Unterstützt der Staat Arbeitslose und Menschen mit geringem Einkommen?

– Ja, natürlich. Arbeitslose müssen sich an das Gericht ihres Wohnsitzes wenden und einen Beratungshilfeschein für eine erste Beratung bei einem Rechtsanwalt beantragen. Wenn nach der Beratung klar ist, dass es notwendig ist, vor Gericht zu gehen, dann beantragen Sie mit Hilfe eines Anwalts Verfahrenskostenhilfe. In diesem Fall erstattet das Gericht die Gerichtskosten und die Anwaltskosten. Das Gericht kann auch dem im Ausland lebenden Ehegatten die Gerichtskosten erstatten, wenn dieser nachweisen kann, dass er nicht über die nötigen Mittel verfügt.

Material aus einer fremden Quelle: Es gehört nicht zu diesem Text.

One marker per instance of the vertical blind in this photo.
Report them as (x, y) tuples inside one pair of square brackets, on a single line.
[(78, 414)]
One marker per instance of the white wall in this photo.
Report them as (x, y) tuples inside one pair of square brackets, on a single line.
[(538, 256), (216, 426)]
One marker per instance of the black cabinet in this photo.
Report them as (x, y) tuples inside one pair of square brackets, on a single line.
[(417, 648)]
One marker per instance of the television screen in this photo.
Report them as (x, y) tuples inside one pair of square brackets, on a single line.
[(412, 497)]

Sie haben es mit schwierigen, gefühlsbetonten Fällen zu tun. Eine Familie zerbricht, das ist nicht einfach, es ist schwer, in solchen Situationen cool zu bleiben. Wie gehen Sie damit um?

– Natürlich bin ich ein lebendiger Mensch, und ich bin auch emotional beteiligt. Aber ich muss Abstand halten, meine Hauptaufgabe ist es, die Fakten und Umstände zu studieren, um eine Position zu bilden. Wenn ich zu sehr involviert bin und mich einfühle, kann ich meine Hauptaufgabe nicht erfüllen. Die Fähigkeit, einen Fall mit ein wenig Abstand zu betrachten, das Gesamtbild zu sehen, ohne Details zu übersehen, kommt mit der Erfahrung.

Was die Kinder betrifft. In den postsowjetischen Ländern bleiben Scheidungskinder oft bei ihren Müttern, während hierzulande häufig ein 50/50-Modell praktiziert wird, d. h. das Kind verbringt die Hälfte der Zeit beim Vater und die andere Hälfte bei der Mutter. Warum gibt es Ihrer Meinung nach einen solchen Unterschied in der Herangehensweise?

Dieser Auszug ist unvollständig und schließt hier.